Certain statements contained in this news release constitute forward-looking information. These statements relate to future events or future performance. The use of any of the words “intend”, “aim”, “may”, “will”, “expect”, and similar expressions and statements relating to matters that are not historical facts are intended to identify forward-looking information and are based on the Company’s current beliefs or assumptions as to the outcome and timing of such future events. In particular, this news release contains forward-looking information relating to the Proposed Transaction, the Private Placement and associated transactions (the “Transactions“), including statements regarding the terms and conditions of the Transactions, the anticipated timing and completion of the Transactions, the sum of the Private Placement, the listing of the Company’s common shares on the TSXV and the timing and requirements of such listing, and the closing of a second tranche of the Offering. Although the Company and Can-America believe in light of the experience of its officers and directors, current conditions and expected future developments and other factors that have been considered appropriate that the expectations reflected in this forward-looking information are reasonable, undue reliance should not be placed on them because the Company and Can-America can give no assurance that they will prove to be correct. Readers are cautioned to not place undue reliance on forward-looking information. Actual results and developments may differ materially from those contemplated by these statements depending on, among other things, the risk that the parties will not proceed with the Transactions, the ultimate terms of the Transactions differing from those that currently are contemplated, and the Transactions not being successfully completed for any reason (including the failure to obtain the required shareholder and regulatory approvals or clearances). The statements in this press release are made as of the date of this release. The Company and Can-America undertake no obligation to comment on analyses, expectations or statements made by third-parties in respect of the Company, Can-America, their securities, or their respective financial or operating results (as applicable).

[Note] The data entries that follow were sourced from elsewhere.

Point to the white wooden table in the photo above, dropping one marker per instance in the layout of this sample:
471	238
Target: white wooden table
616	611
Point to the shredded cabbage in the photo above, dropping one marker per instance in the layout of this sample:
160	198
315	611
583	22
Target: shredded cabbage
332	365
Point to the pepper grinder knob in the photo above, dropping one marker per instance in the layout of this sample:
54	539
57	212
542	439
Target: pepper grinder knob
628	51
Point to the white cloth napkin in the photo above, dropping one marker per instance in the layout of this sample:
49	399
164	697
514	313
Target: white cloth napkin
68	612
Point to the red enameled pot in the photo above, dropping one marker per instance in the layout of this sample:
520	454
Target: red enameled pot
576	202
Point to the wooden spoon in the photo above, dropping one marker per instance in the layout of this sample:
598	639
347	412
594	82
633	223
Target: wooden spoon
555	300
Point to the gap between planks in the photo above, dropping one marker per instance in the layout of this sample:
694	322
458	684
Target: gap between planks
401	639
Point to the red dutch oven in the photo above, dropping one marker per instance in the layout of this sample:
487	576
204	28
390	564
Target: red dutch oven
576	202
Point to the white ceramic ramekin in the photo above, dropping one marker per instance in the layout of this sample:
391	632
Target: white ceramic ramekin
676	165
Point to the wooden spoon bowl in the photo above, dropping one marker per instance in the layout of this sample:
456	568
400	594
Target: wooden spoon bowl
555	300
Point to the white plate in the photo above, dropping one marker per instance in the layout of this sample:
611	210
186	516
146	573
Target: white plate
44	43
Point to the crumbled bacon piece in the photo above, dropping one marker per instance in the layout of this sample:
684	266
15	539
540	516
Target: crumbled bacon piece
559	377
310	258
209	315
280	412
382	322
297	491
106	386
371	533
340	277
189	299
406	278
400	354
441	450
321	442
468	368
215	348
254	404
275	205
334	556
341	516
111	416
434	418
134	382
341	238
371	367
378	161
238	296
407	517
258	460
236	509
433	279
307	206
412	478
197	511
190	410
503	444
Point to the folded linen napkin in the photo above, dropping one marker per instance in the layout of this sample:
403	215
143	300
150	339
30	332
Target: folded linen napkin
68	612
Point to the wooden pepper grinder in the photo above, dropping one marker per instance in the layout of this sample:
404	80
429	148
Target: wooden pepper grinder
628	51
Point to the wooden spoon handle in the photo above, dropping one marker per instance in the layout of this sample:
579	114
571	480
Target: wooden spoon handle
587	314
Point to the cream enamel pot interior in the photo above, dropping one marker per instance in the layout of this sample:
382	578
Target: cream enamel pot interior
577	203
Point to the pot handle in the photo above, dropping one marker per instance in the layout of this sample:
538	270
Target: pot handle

There can be no assurance that the Transactions or a listing on the TSXV will be completed as proposed or at all.

This press release is not an offer of the securities for sale in the United States. The securities may not be offered or sold in the United States absent registration or an available exemption from the registration requirements of the U.S. Securities Act of 1933, as amended (the “U.S. Securities Act“) and applicable U.S. state securities laws. The Company will not make any public offering of the securities in the United States. The securities have not been and will not be registered under the U.S. Securities Act.

This press release shall not constitute an offer to sell or the solicitation of an offer to buy, nor shall there be any sale of these securities, in any jurisdiction in which such offer, solicitation or sale would be unlawful.

Neither the TSX Venture Exchange, Inc. nor its Regulation Services Provider (as that term is defined in the polices of the TSX Venture Exchange) has in any way passed upon the merits of the Proposed Transaction and associated transactions and neither of the foregoing entities has in any way approved or disapproved of the contents of this press release and accepts no responsibility for the adequacy or accuracy of this release.